Mato Grosso passa por um processo de interiorização da violência armada. Isso ocorre após o restabelecimento do Comando Vermelho (CV) como facção dominante em Cuiabá, a partir de 2016.
Cenário como este é relatado pela pesquisa “Violência Armada e Racismo: o papel da arma de fogo na desigualdade racial”, divulgada na quarta-feira (20), pelo Instituto Sou da Paz.
Em sua terceira edição, o estudo traça um panorama do impacto da violência armada na vida dos homens brasileiros, tendo como base banco de dados do Ministério da Saúde, por meio do Sistema de Informação sobre Mortalidade (SIM) e do Sistema de Informação de Agravos de Notificação (Sinan), consolidados para o ano de 2022.
De acordo com a pesquisa, Cuiabá desempenha um papel estratégico na logística do tráfico de drogas – que tem grande responsabilidade na violência e cujo controle é amplamente disputado por facções locais e nacionais -, devido à localização geográfica relativamente próxima da fronteira com a Bolívia.
“A disputa por território entre o Primeiro Comando da Capital (PCC) e o CVMT levou a cidade a atingir o pico de homicídios por arma de fogo nos anos de 2014 e 2015. O fim do conflito territorial e o aumento da presença da Polícia Rodoviária Federal e das forças de segurança locais, no controle das rodovias e a intensificação das operações de combate ao tráfico, contribuíram na queda de assassinatos em Cuiabá”,destaca o relatório.
Contudo, ainda com uma maior presença das forças de segurança, o CV manteve seu controle sobre as rotas de tráfico na Capital, adaptando suas operações para evitar a ação das forças policiais.
“Cuiabá é um hub no fluxo da cocaína e, com a crescente demanda pela droga no país e nos mercados internacionais, o controle sobre essa logística se tornou um objetivo prioritário para o PCC”, acrescenta.
Para o Instituto, essa conjuntura revela a necessidade de políticas públicas pensadas em diálogos com diversas áreas, analisar esse cenário colabora para que soluções sejam elaboradas e executadas.
“É preciso compreender os diferentes cenários regionais e implementar políticas públicas capazes de atuar sobre diversos fatores de risco, estruturais e conjunturais, que sujeitam a população negra à violência armada”, diz Carolina Ricardo, diretora do Instituto Sou da Paz, organização não governamental que atua há 25 anos para reduzir a violência no Brasil.
MORTES MASCULINAS – Conforme o levantamento, Mato Grosso é o Estado do Centro-Oeste com a maior taxa de homicídio masculinos por arma de fogo.
No Estado, são 34,9 assassinatos por 100 mil homens.

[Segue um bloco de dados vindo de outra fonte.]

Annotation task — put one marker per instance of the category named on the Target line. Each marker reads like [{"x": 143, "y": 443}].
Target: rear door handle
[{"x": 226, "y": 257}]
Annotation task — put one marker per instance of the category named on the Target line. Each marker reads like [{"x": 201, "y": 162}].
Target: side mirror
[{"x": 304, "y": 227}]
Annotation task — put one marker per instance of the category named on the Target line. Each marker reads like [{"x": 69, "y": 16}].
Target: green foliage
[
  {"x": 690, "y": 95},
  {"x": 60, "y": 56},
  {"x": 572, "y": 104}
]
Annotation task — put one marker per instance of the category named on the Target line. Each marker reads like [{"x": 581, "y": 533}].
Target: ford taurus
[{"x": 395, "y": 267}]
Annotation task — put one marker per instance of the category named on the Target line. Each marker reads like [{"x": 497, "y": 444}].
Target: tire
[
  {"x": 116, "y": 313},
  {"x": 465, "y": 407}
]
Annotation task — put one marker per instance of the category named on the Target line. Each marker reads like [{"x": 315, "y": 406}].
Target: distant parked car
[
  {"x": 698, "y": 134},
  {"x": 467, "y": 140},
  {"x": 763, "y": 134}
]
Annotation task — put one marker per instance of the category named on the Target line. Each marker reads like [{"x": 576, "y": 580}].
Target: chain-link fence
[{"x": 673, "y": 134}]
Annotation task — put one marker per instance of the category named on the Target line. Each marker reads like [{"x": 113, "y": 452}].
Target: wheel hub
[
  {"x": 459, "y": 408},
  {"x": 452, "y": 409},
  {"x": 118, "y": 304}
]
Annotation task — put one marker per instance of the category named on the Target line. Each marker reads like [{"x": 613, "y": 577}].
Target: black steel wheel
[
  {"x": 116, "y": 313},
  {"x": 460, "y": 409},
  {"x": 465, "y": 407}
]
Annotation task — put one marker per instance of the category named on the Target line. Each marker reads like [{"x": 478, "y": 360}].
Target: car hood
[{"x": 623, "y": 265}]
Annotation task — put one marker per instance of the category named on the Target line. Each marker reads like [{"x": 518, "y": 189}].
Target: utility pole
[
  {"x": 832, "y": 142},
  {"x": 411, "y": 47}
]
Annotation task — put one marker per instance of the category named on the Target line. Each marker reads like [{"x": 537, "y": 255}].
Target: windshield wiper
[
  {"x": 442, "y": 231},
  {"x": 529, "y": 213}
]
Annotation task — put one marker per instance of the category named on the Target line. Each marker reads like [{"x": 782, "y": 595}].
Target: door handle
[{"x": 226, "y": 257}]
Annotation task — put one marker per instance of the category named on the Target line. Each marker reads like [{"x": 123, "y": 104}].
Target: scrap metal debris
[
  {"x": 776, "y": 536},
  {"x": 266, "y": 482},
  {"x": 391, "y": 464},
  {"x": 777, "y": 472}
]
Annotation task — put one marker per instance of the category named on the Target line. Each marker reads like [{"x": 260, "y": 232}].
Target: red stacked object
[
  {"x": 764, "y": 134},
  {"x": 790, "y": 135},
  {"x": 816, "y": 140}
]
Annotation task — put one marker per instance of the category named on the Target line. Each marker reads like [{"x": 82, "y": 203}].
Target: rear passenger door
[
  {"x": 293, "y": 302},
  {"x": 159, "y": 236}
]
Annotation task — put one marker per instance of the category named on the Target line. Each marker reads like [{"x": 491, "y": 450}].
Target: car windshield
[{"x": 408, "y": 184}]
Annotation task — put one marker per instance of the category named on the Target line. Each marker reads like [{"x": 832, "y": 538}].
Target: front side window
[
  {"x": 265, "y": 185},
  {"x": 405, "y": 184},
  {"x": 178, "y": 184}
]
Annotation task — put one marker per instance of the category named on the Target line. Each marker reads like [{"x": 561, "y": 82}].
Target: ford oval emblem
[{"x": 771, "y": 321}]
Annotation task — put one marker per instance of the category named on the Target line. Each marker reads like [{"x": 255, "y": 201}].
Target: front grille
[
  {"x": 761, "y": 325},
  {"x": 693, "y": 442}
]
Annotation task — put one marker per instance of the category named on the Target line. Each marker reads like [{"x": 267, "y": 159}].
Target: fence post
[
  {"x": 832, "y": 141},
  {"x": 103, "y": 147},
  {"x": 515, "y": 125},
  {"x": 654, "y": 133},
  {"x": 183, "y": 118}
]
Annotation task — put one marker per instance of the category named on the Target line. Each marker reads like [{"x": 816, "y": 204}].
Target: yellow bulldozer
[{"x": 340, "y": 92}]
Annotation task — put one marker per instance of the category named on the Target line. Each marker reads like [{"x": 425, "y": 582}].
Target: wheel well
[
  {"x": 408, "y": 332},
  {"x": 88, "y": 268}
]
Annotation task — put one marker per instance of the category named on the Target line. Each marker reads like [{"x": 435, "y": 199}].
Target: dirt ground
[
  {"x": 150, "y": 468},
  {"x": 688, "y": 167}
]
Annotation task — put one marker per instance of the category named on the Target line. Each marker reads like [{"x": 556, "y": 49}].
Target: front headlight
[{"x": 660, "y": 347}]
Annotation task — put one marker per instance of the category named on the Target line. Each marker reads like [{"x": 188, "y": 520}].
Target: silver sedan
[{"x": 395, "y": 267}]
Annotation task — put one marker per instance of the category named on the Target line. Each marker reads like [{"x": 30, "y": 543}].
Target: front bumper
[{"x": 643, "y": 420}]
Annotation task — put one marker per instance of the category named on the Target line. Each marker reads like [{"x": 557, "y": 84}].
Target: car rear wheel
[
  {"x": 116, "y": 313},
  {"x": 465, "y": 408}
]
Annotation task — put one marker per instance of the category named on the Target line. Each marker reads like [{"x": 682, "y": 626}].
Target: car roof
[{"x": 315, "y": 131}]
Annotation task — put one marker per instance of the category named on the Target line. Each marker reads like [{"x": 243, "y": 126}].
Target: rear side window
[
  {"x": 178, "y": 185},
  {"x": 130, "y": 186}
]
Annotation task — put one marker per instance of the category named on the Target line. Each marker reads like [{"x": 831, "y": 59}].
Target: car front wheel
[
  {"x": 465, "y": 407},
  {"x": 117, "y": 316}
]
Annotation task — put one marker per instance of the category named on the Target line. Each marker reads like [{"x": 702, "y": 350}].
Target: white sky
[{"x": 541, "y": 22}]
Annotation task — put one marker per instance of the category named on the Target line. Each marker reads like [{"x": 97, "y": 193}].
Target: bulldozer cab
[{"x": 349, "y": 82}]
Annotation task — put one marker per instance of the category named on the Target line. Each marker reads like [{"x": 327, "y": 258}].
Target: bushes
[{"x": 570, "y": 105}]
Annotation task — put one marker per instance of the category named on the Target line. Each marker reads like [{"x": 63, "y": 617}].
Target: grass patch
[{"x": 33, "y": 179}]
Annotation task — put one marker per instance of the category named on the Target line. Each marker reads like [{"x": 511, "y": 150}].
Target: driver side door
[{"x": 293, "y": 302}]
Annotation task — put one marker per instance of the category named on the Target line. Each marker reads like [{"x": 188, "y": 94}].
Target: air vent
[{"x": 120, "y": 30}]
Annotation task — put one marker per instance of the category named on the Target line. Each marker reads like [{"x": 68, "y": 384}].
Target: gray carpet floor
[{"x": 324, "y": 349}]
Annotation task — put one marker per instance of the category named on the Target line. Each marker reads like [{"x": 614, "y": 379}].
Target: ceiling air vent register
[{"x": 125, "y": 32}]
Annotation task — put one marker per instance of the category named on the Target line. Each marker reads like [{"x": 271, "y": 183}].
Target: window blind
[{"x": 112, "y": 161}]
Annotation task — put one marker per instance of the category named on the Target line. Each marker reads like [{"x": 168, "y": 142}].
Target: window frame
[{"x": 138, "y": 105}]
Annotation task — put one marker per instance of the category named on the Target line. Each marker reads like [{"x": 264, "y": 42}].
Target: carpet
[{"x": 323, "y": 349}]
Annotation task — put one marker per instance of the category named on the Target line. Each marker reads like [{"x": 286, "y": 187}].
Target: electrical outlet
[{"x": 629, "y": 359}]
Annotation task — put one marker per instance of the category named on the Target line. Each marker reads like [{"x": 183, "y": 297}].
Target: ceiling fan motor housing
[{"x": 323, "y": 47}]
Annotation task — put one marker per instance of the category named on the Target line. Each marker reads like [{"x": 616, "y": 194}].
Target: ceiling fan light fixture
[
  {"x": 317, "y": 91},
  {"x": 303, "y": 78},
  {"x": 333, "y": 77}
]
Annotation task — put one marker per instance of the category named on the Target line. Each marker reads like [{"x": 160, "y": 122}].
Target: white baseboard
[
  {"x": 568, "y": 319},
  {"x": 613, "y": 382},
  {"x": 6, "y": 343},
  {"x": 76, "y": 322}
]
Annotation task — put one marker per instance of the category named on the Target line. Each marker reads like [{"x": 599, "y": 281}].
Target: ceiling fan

Levando-se em consideração a cor ou raça, os negros têm mais chances de morrerem por disparos de armas de fogo do que os brancos.
O índice estadual entre os homens negros é de 39,9 mortes por 100 mil e, entre os brancos, de 24,4/100 mil.
Também é o dobro do que a observada na Capital mato-grossense.
“A taxa de assassinatos de homens negros é de 20,1 por cem mil homens e a de não-negros é de 8,3, uma diferença de quase 2,5 vezes”, assinala o levantamento.
“Já no interior do Estado, a taxa é mais alta do que na Capital, uma inversão observada a partir de 2018, e com tendência de crescimento nos últimos anos da série analisada”, acrescenta.
Casos como o de Antonio Teodoro Borges Pereira, 27 anos, reforçam os dados do Instituto Sou da Paz.
No dia 5 de junho, o pai da vítima procurou a Delegacia de Tangará da Serra (239 km a Noroeste de Cuiabá) para registrar o desaparecimento do filho, após encontrar a casa de Antonio Pereira com a porta da frente aberta.
No quarto, marcas de sangue no chão. O corpo da vítima encontrado ocultado dentro de uma cama box, com sinais de estrangulamento e cortes na região das mãos.
Na quinta-feira (21), a Polícia Civil deflagrou a operação “Tribunal Espúrio”, para cumprir seis mandados judiciais visando a desarticular uma organização criminosa responsável por torturar e executar o homem.
Conforme investigação da Polícia Civil, ao ser rendida pelos criminosos, a vítima foi amordaçada e teve sua execução filmada e transmitida em tempo real para os líderes do grupo.
OUTROS DADOS – No país, as armas de fogo foram as responsáveis por quase 38 mil mortes anuais de homens entre 2012 e 2022.
É justamente na fase produtiva dos homens em que cresce a chances de mortes, já que 43% das mortes ocorrem na faixa de 20 a 29 anos; e 40%, entre 30 e 59 anos.
Também homens negros são 79% das vítimas, sendo três vezes mais propensos a serem mortos por armas de fogo do que homens não negros.